Neuf circonscriptions à surveiller

Illustration: Simon Poirier À la suite des élections de 2007, 2008, 2012 et 2014, on observe que 61 circonscriptions n’ont pas changé leur allégeance politique de 2007 à 2014, 9 circonscriptions ont changé d’allégeance à chaque élection, et 40 ont changé à une ou deux reprises.

Une analyse des résultats des quatre dernières élections provinciales a permis d’établir où sont les châteaux forts de chacun des partis, et dans quelle circonscription — parmi les 125 que compte le Québec — la lutte risque d’être la plus serrée.

À quelques jours du scrutin du 1er octobre, les derniers sondages montrent que la CAQ et le PLQ sont à égalité avec chacun 30 % des intentions de vote, suivis par le PQ (20 %) et par Québec solidaire (16 %). Si cette situation se vérifie le soir des élections, un nouveau gouvernement minoritaire pourrait diriger le Québec. Et les circonscriptions dont le résultat est le plus incertain pourraient influer sur la composition de l’Assemblée nationale.

 

Les circonscriptions à surveiller

 

À la suite des élections de 2007, 2008, 2012 et 2014, on observe que 61 circonscriptions n’ont pas changé leur allégeance politique de 2007 à 2014, 9 circonscriptions ont changé d’allégeance à chaque élection, et 40 ont changé à une ou deux reprises.
  




Ce sont les résultats de ces 9 circonscriptions qu’il va falloir surveiller attentivement lundi soir, à savoir Abitibi-Est, Charlesbourg, Dubuc, les Îles-de-la-Madeleine, La Prairie, Montmorency, Portneuf, Rouyn-Noranda–Témiscamingue et Vanier-Les Rivières.

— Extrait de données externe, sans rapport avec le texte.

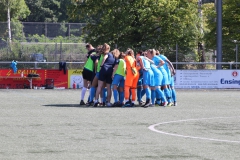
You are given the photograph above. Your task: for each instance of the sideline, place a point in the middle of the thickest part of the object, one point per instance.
(152, 128)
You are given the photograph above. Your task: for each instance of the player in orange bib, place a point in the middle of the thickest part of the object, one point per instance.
(131, 79)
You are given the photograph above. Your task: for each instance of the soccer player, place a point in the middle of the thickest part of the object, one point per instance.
(159, 63)
(169, 69)
(105, 73)
(131, 79)
(118, 76)
(148, 77)
(158, 77)
(88, 71)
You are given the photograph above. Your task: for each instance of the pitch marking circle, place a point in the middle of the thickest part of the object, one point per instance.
(152, 128)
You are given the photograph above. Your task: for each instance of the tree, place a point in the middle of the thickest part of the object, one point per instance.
(140, 23)
(230, 27)
(12, 11)
(47, 10)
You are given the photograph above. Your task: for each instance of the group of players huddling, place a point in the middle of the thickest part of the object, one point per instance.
(123, 73)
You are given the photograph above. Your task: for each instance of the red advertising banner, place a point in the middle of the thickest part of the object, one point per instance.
(25, 78)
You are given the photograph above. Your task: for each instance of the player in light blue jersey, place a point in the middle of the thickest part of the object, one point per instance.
(148, 78)
(171, 71)
(158, 78)
(159, 63)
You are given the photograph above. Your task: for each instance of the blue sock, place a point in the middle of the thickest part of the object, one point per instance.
(153, 96)
(139, 90)
(174, 96)
(115, 95)
(167, 93)
(170, 91)
(92, 93)
(148, 93)
(143, 92)
(121, 95)
(160, 95)
(104, 94)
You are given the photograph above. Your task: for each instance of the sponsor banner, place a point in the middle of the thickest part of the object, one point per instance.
(75, 79)
(10, 80)
(207, 79)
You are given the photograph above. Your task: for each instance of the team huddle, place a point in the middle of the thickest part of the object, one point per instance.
(128, 77)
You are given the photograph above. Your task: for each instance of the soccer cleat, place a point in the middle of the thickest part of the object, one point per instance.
(170, 104)
(95, 104)
(128, 104)
(164, 104)
(147, 103)
(82, 103)
(109, 104)
(120, 104)
(90, 103)
(115, 104)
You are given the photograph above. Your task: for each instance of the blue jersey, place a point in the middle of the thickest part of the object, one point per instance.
(146, 63)
(158, 77)
(157, 61)
(109, 63)
(166, 67)
(148, 77)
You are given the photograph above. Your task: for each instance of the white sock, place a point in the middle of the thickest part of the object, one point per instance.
(83, 93)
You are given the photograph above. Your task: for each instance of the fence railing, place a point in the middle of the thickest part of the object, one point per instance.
(79, 65)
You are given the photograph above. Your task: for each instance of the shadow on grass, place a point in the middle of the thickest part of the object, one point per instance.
(82, 106)
(65, 105)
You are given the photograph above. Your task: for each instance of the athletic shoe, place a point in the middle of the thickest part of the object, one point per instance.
(146, 104)
(128, 104)
(82, 103)
(90, 103)
(152, 105)
(120, 104)
(164, 104)
(95, 104)
(102, 104)
(109, 104)
(170, 104)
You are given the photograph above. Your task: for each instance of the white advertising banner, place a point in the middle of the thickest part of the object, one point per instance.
(207, 79)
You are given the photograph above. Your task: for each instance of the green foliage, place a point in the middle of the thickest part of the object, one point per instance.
(47, 10)
(230, 27)
(18, 8)
(140, 24)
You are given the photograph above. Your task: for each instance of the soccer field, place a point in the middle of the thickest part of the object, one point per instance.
(50, 124)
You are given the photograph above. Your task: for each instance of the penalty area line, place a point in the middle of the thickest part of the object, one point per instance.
(152, 128)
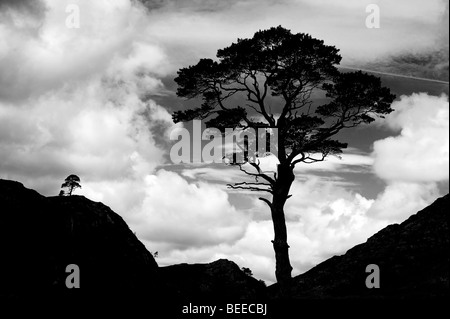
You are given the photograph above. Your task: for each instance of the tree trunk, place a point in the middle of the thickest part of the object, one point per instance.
(285, 178)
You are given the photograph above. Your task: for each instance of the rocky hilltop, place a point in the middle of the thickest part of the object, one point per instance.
(40, 236)
(414, 262)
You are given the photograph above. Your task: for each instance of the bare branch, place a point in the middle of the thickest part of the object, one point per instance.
(266, 201)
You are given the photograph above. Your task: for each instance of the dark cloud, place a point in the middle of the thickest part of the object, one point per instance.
(431, 64)
(32, 7)
(194, 5)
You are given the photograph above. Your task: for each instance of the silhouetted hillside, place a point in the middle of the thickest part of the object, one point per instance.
(40, 237)
(414, 261)
(220, 280)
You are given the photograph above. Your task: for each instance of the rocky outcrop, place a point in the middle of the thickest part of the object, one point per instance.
(220, 280)
(414, 262)
(40, 237)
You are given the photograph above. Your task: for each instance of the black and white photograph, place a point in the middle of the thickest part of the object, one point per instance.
(225, 158)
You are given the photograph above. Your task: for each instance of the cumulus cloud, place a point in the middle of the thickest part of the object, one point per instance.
(421, 152)
(417, 160)
(323, 219)
(187, 215)
(80, 101)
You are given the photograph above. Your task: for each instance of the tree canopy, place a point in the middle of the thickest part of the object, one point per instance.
(273, 81)
(72, 182)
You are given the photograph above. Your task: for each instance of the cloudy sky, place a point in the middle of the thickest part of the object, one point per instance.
(97, 101)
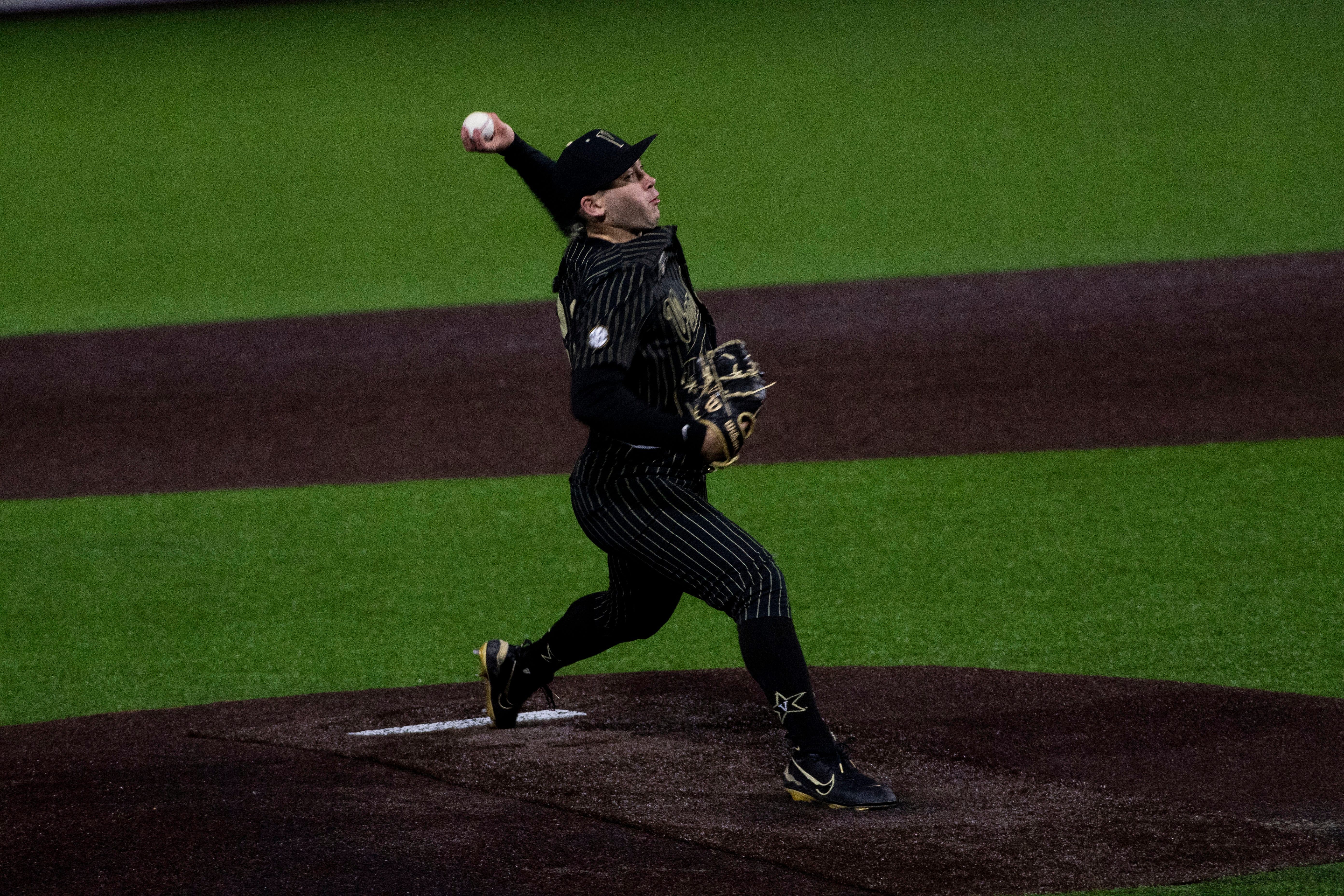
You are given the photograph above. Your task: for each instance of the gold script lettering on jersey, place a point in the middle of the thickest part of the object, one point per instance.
(683, 315)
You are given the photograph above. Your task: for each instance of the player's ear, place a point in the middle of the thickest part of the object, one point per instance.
(593, 206)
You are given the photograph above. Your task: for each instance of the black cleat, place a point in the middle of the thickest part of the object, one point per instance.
(509, 687)
(833, 780)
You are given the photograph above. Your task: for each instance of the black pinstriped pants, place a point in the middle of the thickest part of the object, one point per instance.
(663, 538)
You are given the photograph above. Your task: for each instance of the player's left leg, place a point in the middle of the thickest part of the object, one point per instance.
(690, 542)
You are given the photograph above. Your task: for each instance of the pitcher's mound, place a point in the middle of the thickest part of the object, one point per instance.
(1010, 781)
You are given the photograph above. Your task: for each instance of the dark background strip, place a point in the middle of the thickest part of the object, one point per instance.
(1167, 354)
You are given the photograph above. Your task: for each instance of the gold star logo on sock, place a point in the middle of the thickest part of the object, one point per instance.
(784, 706)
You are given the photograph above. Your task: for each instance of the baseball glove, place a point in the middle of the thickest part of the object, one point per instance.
(724, 389)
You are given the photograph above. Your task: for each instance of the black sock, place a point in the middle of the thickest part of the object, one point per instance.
(576, 636)
(775, 659)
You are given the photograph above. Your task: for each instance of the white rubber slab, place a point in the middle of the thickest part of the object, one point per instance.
(480, 722)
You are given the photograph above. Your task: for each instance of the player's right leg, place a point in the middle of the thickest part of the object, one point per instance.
(636, 605)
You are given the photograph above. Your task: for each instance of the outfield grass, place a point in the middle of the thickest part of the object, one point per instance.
(253, 162)
(1218, 563)
(1322, 881)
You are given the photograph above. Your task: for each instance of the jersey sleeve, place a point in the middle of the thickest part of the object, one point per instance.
(605, 330)
(535, 168)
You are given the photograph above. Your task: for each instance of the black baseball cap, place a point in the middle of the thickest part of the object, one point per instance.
(593, 162)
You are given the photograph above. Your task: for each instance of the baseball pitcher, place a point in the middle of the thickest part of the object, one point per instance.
(665, 405)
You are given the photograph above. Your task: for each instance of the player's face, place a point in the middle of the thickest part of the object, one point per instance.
(631, 202)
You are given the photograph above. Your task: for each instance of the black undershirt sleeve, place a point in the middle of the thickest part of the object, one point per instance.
(600, 399)
(535, 167)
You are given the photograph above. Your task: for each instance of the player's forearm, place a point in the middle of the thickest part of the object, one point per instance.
(600, 399)
(535, 168)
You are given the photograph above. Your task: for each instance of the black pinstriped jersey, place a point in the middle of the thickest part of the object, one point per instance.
(632, 306)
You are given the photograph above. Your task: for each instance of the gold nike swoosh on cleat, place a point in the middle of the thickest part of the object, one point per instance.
(830, 785)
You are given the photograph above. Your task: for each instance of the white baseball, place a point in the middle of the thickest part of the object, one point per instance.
(480, 121)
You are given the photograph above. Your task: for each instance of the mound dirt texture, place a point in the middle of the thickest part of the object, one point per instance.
(1171, 354)
(1011, 782)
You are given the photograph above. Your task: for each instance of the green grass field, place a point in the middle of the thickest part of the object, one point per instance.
(1217, 563)
(275, 161)
(1323, 881)
(256, 162)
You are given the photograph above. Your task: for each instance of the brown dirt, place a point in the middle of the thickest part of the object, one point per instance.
(1013, 782)
(1128, 355)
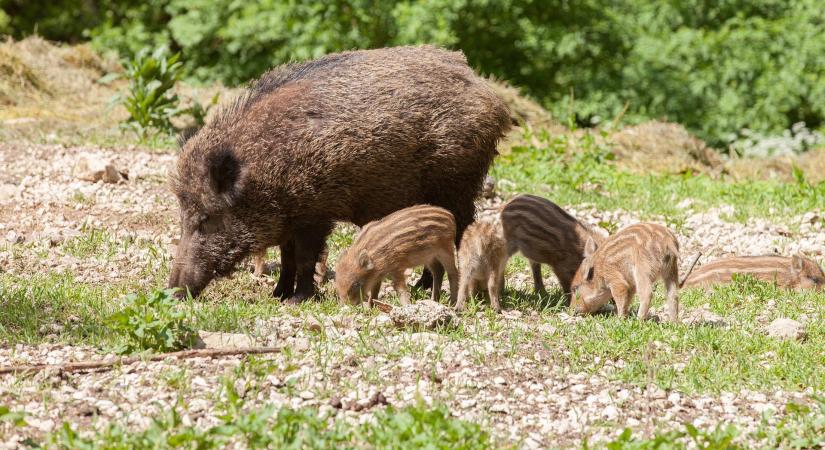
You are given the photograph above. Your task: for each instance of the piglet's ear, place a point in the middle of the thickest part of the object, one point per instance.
(797, 262)
(225, 175)
(364, 260)
(589, 247)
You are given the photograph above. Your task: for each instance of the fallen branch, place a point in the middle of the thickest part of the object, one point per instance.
(108, 364)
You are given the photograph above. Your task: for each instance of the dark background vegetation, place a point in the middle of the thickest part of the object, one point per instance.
(716, 66)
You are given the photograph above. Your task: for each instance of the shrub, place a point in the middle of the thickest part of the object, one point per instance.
(149, 99)
(152, 322)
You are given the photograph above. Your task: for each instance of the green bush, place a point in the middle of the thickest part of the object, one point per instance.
(716, 67)
(152, 322)
(150, 101)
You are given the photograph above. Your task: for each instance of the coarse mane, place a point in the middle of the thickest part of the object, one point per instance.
(273, 80)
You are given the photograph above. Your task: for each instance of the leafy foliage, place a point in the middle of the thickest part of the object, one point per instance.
(574, 170)
(152, 322)
(412, 427)
(150, 101)
(13, 417)
(716, 67)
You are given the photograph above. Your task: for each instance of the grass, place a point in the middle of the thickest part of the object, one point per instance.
(413, 427)
(575, 171)
(40, 306)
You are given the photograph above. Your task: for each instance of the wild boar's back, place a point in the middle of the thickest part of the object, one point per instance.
(357, 135)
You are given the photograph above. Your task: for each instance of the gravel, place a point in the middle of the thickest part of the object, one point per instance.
(347, 364)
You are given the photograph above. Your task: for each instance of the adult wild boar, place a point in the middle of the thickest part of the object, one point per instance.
(351, 137)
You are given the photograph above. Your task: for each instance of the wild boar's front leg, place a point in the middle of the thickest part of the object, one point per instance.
(538, 283)
(309, 245)
(399, 282)
(286, 279)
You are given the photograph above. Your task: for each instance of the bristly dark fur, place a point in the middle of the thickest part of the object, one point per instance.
(348, 137)
(186, 134)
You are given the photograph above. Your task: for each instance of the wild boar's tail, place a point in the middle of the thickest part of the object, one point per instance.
(690, 269)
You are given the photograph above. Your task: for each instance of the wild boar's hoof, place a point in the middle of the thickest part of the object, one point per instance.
(283, 289)
(425, 282)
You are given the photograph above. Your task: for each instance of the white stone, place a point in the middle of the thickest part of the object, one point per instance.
(784, 328)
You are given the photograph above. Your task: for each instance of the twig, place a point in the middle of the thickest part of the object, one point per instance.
(126, 360)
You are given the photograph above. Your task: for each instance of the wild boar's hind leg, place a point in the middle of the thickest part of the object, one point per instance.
(446, 261)
(495, 283)
(309, 245)
(538, 283)
(671, 279)
(399, 282)
(437, 269)
(286, 279)
(621, 295)
(464, 215)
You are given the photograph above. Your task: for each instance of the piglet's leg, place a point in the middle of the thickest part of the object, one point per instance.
(672, 299)
(622, 295)
(438, 277)
(645, 294)
(495, 283)
(465, 289)
(286, 279)
(399, 282)
(447, 260)
(538, 283)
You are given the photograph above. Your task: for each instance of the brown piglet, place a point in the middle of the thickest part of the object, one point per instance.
(797, 272)
(482, 259)
(630, 261)
(546, 234)
(411, 237)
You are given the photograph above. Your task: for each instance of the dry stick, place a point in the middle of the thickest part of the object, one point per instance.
(122, 361)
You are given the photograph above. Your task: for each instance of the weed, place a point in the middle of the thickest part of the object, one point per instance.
(412, 427)
(152, 322)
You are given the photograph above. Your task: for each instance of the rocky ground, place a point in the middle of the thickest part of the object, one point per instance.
(496, 371)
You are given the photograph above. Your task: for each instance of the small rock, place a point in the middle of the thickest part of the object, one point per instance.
(703, 317)
(209, 339)
(784, 328)
(314, 325)
(13, 238)
(500, 408)
(425, 314)
(7, 193)
(336, 403)
(93, 168)
(610, 412)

Les circonscriptions baromètres

 

On en profite également pour vous présenter les circonscriptions qui ont voté pour le parti remportant l’élection, une fois, deux fois, trois fois, chaque fois ou jamais. Rappelant que le Parti libéral a remporté les élections en 2007, 2008 et 2014, et que le Parti québécois a remporté le scrutin de 2012.

 



 

On observe que si quatre circonscriptions ont toujours voté pour le parti élu (Argenteuil, Laval-des-Rapides, Saint-François, Sherbrooke), 10 ont toujours voté à côté. Ces dernières sont les circonscriptions de Beauce-Nord, Blainville, Chauveau, Chutes-de-la-Chaudière, Gouin, Groulx, La Peltrie, L’Assomption, Mercier et Nicolet-Bécancour.

 

Il faudra surveiller si les résultats préliminaires de ces circonscriptions baromètres sont un indicateur des résultats du scrutin.

 

Méthodologie

 

Sur les 125 circonscriptions, seules 110 ont été analysées.

 

15 circonscriptions ont été exclues après une étude approfondie des changements effectués à la carte électorale en 2011 et 2017, pour une des raisons suivantes :

  • une nouvelle circonscription a été créée et elle ne correspond pas bien aux limites des circonscriptions précédentes;

  • un redécoupage de la carte électorale a occasionné un changement de plus de 20 % de la population de la circonscription;

  • un redécoupage a occasionné la fusion substantielle de plus de deux circonscriptions.
     

Ces 15 circonscriptions sont Charlevoix–Côte-de-Beaupré, Côte-du-Sud, Drummond–Bois-Francs, Granby, Laviolette–Saint-Maurice, Les Plaines, Matane-Matapédia, Montarville, Mont-Royal–Outremont, Prévost, Repentigny, Rivière-du-Loup–Témiscouata, Sainte-Rose, Saint-Jérôme et Sanguinet.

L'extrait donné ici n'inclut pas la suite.